While demons fashioned fear from people’s nightmares, they were a dime a dozen. Only the Dreamwalker was strong enough—fierce enough in presence and conviction—to brandish death to the deathless.
A slimy tail whipped out and coiled around Miya’s body—a vise around her limbs. The creature reeled her in at warp speed, then dove for the inky pond, dragging her into the murk. Her eyes clamped shut, but she could see the faint lavender glow of the dream stone behind her eyelids, illuminating the abyss encasing her. She heard the demon’s gargling laugh—felt its glee vibrating through her bones.
She’d agreed to let the bukavac try to drown her, but she never agreed to die.

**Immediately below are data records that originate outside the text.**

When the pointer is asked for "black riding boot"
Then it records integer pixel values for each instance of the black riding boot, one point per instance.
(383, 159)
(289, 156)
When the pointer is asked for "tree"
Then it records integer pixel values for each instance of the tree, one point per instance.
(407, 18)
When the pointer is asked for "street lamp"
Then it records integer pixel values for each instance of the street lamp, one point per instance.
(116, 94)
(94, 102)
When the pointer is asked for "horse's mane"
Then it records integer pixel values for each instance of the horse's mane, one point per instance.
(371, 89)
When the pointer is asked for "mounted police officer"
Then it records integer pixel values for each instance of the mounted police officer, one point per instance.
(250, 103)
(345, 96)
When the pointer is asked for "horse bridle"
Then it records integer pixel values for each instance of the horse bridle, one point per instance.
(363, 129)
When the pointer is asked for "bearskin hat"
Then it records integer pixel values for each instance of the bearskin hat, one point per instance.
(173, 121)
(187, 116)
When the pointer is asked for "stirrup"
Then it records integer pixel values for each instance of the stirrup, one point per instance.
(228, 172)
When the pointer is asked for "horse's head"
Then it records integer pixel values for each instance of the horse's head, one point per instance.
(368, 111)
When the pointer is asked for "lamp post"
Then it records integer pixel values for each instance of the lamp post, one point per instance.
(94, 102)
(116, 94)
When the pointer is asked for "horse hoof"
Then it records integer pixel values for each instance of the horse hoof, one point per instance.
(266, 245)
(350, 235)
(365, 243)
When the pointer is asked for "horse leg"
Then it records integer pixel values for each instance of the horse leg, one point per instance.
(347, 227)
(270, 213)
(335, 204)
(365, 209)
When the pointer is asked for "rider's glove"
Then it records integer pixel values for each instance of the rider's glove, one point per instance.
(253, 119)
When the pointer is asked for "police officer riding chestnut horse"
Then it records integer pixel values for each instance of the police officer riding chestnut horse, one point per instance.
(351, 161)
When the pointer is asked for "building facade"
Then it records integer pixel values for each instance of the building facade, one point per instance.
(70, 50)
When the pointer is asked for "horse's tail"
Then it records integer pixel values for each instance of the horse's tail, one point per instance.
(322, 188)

Feathers sharpened into spurs, slicing along the bukavac’s supple tail. A muffled shriek reached her ears, and her bonds slackened just enough for her to free an arm. She closed her fingers around the dream stone and tugged. The pendant came free. Purple wisps lashed from her grip, and the fang-shaped labradorite elongated into a dagger that resembled volcanic glass splashed with gold, violet, and verdant light. The bone haft, carved into a raven, solidified in her hand, its beak at the butt of the knife serving as a small but deadly hawkbill.
Her eyes shot open, and she spared a moment to revel in the silver glimmers of the deep. The opaque water was as beautiful as a night sky on a mountain summit. Her lungs began to burn, and she thrust the blade down into the underside of the bukavac’s tail, slitting him open from navel to heart. She felt the rush of viscera against her hand, felt the current as he thrashed to flee. His fear was salt on her tongue—tangible as the cold on her skin. Kicking off him, she threw her arms out and catapulted from the pond. Dark water erupted around her, then plummeted back into the crater in a violent cascade. The bukavac didn’t follow.
Miya landed on the cobbled path.
A bewildered and sopping raven-boy stood beneath the stone gate. “That’s it?” Gavran asked, shaking off his arms.
“That’s it.” Miya shrugged.
“What a soft little frog,” the boy scoffed, and Miya responded with a giggle.
Kai would’ve loved to fight a bukavac. She imagined him leaned against a nearby tree with a bored expression, droning at her to watch her left. He’d twirl his hunting knife around his fingers, sigh regretfully, then gripe that he never gets to stab giant murder toads with sloughing antlers and lizard tails.